〖イケメン戦国〗新章 燃ゆる華恋の乱❀百華繚乱伝❀
第76章 純華溺愛恋情論《後編》❀明智光秀❀
「政宗、お前っ……!」
「怒鳴るな、俺はお前が素直になる機会を作ってやったんだ」
「は……?!」
「お前言ったよな、俺が美依を貰うって言ったら、好きにすればいいって。
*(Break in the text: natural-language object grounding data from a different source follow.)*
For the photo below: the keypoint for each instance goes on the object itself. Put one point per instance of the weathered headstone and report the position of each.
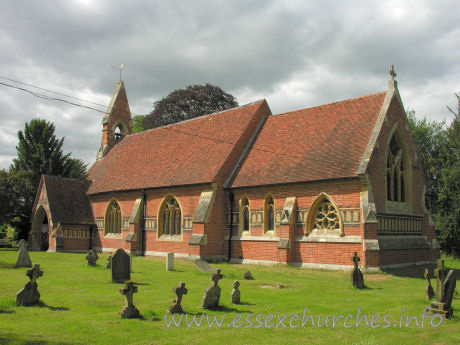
(129, 311)
(92, 257)
(444, 291)
(121, 267)
(248, 276)
(23, 255)
(203, 266)
(211, 295)
(235, 294)
(30, 295)
(109, 262)
(357, 279)
(429, 292)
(175, 307)
(169, 261)
(449, 288)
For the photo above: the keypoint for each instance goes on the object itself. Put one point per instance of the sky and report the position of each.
(294, 54)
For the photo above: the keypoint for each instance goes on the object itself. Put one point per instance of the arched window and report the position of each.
(396, 171)
(324, 217)
(244, 214)
(169, 217)
(269, 214)
(113, 218)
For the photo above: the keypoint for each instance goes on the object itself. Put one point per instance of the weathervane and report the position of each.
(392, 72)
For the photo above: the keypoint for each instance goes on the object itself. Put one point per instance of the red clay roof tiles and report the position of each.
(318, 143)
(189, 152)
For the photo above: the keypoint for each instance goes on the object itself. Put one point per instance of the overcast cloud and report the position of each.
(295, 54)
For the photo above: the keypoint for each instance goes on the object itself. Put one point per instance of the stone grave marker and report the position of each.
(248, 276)
(92, 257)
(429, 292)
(211, 295)
(445, 288)
(357, 279)
(129, 311)
(109, 262)
(175, 307)
(30, 295)
(23, 255)
(235, 294)
(169, 261)
(203, 266)
(121, 267)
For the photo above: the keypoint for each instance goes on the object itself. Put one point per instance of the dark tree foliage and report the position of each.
(39, 153)
(189, 103)
(439, 148)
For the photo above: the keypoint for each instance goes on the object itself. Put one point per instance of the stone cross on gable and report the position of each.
(216, 276)
(179, 290)
(34, 273)
(355, 260)
(128, 292)
(439, 274)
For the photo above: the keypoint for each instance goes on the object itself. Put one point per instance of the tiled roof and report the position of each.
(324, 142)
(68, 201)
(188, 152)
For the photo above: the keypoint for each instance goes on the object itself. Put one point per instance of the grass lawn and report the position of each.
(80, 305)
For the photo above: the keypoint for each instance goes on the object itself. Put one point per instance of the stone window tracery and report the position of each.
(113, 218)
(170, 217)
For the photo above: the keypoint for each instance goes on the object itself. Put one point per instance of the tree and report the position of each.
(439, 148)
(189, 103)
(39, 153)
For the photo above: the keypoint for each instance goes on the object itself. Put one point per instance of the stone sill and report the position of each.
(329, 239)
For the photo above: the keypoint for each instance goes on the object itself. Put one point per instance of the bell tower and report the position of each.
(117, 121)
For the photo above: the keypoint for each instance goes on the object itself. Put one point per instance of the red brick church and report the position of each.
(307, 187)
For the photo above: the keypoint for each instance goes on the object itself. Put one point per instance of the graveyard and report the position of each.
(84, 304)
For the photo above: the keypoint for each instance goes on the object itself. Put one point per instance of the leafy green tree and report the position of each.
(189, 103)
(39, 153)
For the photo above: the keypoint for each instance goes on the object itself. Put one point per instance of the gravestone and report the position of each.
(212, 293)
(248, 276)
(129, 311)
(235, 294)
(203, 266)
(121, 267)
(92, 257)
(109, 262)
(23, 255)
(175, 307)
(30, 295)
(169, 261)
(357, 279)
(449, 288)
(429, 292)
(445, 287)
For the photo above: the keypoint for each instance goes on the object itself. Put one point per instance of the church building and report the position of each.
(308, 187)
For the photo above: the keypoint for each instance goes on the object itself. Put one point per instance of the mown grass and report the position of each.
(80, 304)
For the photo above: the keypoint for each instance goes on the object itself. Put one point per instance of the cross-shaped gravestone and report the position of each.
(92, 257)
(129, 311)
(30, 295)
(429, 293)
(211, 295)
(357, 279)
(216, 276)
(355, 260)
(23, 255)
(439, 274)
(34, 273)
(235, 294)
(179, 290)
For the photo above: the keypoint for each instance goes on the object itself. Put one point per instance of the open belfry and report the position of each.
(308, 187)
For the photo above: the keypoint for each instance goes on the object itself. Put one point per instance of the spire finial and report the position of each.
(392, 72)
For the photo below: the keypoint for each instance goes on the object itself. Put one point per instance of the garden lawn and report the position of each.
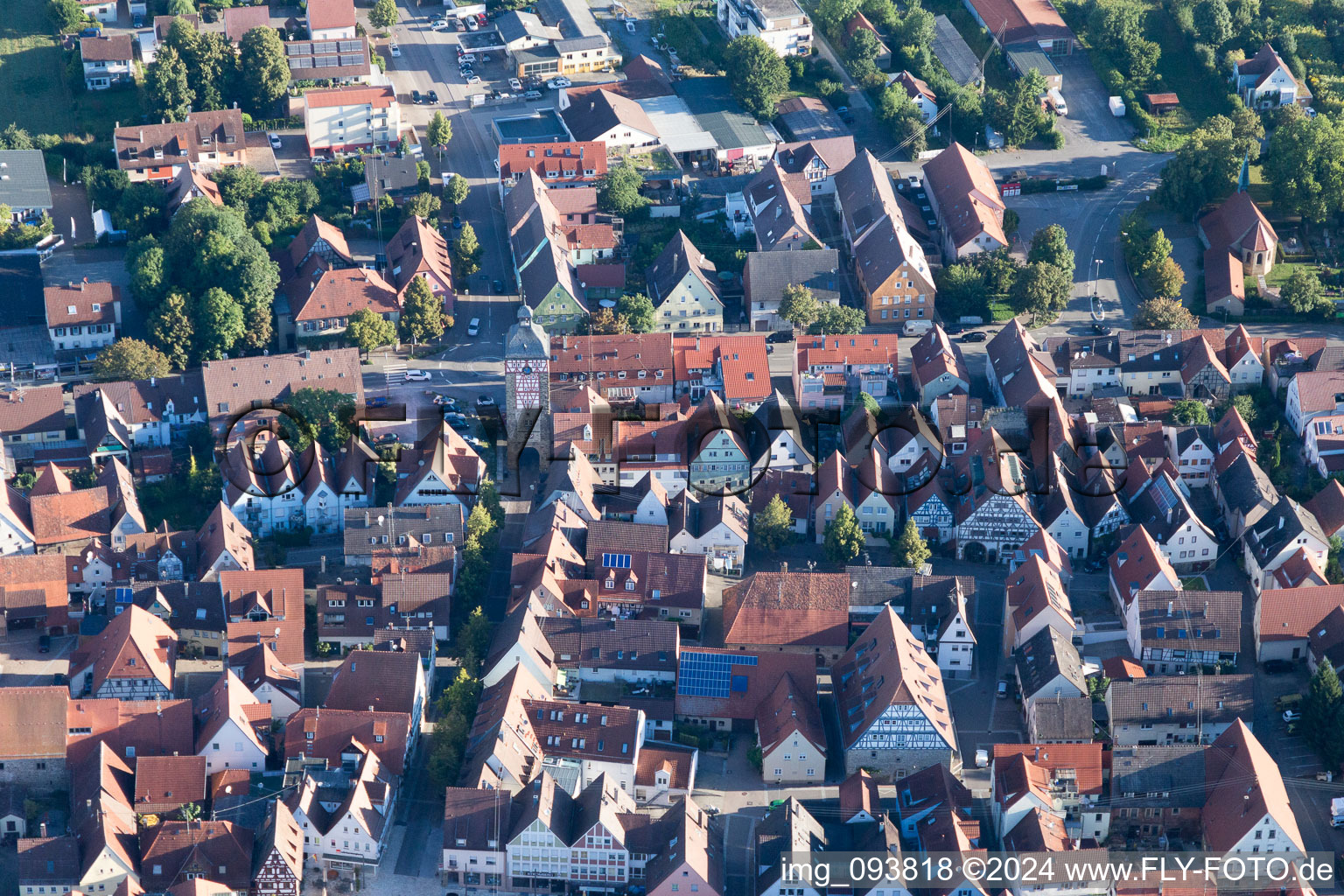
(32, 75)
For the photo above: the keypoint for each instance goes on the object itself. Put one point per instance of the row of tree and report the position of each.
(1150, 256)
(200, 70)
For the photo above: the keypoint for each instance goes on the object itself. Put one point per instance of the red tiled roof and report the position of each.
(788, 609)
(80, 304)
(351, 95)
(551, 161)
(741, 358)
(1083, 758)
(1291, 612)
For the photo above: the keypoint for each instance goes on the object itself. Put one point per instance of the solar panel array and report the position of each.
(710, 675)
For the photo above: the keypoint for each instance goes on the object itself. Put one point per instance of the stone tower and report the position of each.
(527, 388)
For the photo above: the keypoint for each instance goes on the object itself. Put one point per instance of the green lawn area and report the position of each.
(32, 78)
(32, 70)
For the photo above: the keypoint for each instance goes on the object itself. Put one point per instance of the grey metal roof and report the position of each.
(23, 178)
(711, 102)
(1218, 700)
(817, 269)
(955, 52)
(1173, 774)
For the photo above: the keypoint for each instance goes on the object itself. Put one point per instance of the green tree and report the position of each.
(1018, 112)
(473, 641)
(619, 190)
(837, 320)
(757, 74)
(910, 550)
(1214, 22)
(637, 312)
(440, 132)
(425, 206)
(456, 190)
(962, 290)
(167, 87)
(773, 527)
(171, 329)
(1167, 280)
(1163, 313)
(383, 15)
(140, 211)
(799, 305)
(1306, 167)
(368, 329)
(1050, 245)
(321, 416)
(468, 250)
(864, 46)
(1040, 290)
(843, 536)
(67, 15)
(1321, 715)
(1206, 165)
(1306, 294)
(832, 15)
(265, 72)
(220, 324)
(1334, 570)
(1190, 413)
(423, 315)
(130, 359)
(148, 276)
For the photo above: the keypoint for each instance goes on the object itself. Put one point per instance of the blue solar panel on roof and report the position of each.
(710, 675)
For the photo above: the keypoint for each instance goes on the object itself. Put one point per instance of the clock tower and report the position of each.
(527, 388)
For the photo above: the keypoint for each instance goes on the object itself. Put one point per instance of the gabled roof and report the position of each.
(788, 609)
(790, 708)
(1243, 786)
(135, 645)
(378, 679)
(962, 185)
(228, 700)
(887, 667)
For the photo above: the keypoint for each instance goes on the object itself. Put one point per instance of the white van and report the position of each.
(1057, 100)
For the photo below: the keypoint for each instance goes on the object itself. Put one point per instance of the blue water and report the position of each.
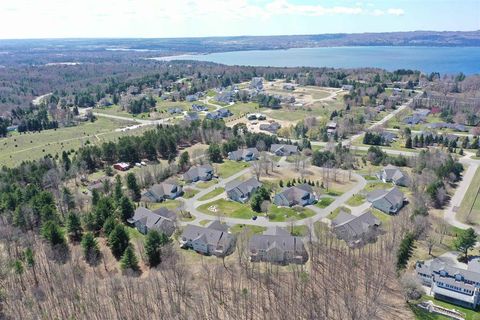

そう思ってんなら、なんでここまで追ってきた?」
「それはっ……」
「ここがどんな店か、解ってて踏み込んできたんだろ?なぁ、なんで邪魔しに来た」
「……っ」
(政宗、こいつ……!)
俺を煽るのか、この男は。
美依の目の前で…何がなんでも、白状させる気か。
こうして、俺が本音を曝け出すしか選択出来ないように仕向けて。
「え、光秀さん……?」
不思議がる美依を目の前にして……
口先だけの嘘なんて、いくらでもつけるけれど。
それでも、美依を欺くなど出来はしまい。
そんな、純粋な眼差しで見つめられたら……
俺は目を逸らす事なんて、出来ないのに。
「政宗、お前はここから出ていけ」
俺は政宗を冷ややかな目で見下ろすと、淡々と言葉を紡いだ。
「美依と二人きりで話をする」
「……へえ」
「だから出ていけ、ここの金は俺が払う」
「了解、そーゆー事なら出ていくか……つまり『そーゆー事』なんだろ、光秀?」
「下世話な心配はしなくていい」
あくまでも冷たい口調で言うと、政宗は苦笑し、美依の頭をぽんと一回撫でて立ち上がった。
そして、不敵な笑みを浮かべたまま、部屋を出ていく。
すれ違いざま、政宗は俺の耳元でぽつりと。
俺に言い聞かせるように、呟いた。
「────お前も素直になれ、光秀」
そして、政宗は部屋を出ていった。
ぽかんと見上げる、美依を残して。
俺は政宗の一言に、こぶしを握り……
一回目を閉じて、『覚悟』を決めた。
そんな事は、解っている。
この状況で、嘘をつく程…俺は酷い人間では無い。
それに、美依は真っ直ぐ俺を見てくるから。
俺を信じる美依に、嘘などつけない。